While addressing costs is also important, Jones said true medical costs have been increasing 3-4%, a fraction of insurance rate increases, according to federal Department of Labor statistics.

State regulators have full authority to audit health insurers, and they do so for solvency standards and legal compliance, said Patrick Johnston, president of the California Association of Health Plans. 

Under the federal Patient Protection and Affordable Care Act, insurers will be required to justify certain increase proposals considered "unreasonable" by state regulators and the U.S. Department of Health and Human Services. 

Each state, and the District of Columbia, is eligible for a $1 million grant to work on its process for reviewing and giving approval to premium requests.

It is the initial portion of an eventual $250 million grant program to strengthen state review processes. New York Gov. David A. Paterson signed legislation in June to restore prior approval for health plans in the Empire State. prior approval of health premiums to state insurance regulation for health insurers and health maintenance organizations. Since 2000, the state has implemented file-and-use. 

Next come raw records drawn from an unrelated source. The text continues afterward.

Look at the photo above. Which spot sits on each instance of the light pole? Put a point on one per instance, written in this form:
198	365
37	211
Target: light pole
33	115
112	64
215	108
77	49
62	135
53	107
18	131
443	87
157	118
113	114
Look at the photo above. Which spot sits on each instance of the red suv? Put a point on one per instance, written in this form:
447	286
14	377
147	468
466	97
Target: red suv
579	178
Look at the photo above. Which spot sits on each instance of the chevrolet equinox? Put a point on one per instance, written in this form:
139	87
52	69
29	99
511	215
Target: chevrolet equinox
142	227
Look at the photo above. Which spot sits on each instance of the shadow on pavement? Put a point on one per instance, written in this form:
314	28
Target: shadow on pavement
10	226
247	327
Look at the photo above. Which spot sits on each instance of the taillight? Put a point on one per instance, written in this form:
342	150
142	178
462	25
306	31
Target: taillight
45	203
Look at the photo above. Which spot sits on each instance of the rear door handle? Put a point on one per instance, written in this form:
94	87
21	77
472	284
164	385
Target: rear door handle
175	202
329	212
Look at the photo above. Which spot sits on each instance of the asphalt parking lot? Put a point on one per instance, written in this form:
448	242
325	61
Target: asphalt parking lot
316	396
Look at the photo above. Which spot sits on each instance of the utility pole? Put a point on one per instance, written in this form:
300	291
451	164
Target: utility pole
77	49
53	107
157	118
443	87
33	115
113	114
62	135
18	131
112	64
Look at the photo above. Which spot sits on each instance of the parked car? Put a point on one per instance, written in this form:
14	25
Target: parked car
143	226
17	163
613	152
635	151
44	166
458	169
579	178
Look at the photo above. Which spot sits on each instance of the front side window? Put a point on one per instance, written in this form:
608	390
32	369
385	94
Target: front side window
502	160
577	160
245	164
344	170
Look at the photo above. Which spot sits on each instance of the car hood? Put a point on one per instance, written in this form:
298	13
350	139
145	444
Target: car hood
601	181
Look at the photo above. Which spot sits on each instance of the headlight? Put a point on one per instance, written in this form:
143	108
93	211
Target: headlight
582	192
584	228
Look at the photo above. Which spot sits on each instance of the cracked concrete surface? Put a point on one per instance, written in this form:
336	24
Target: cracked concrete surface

The New York State Insurance Department will have the authority to review rate applications and their underlying calculations and may approve, modify or reject them. 

In July, Insurance Commissioner Steve Poizner announced that all health insurance rate filings for the individual market will be posted on the Department of Insurance website and that consumers can receive e-mail notifications of new filings. The rate filings of the state's four largest insurers will also be analyzed by an outside actuary, Poizner said.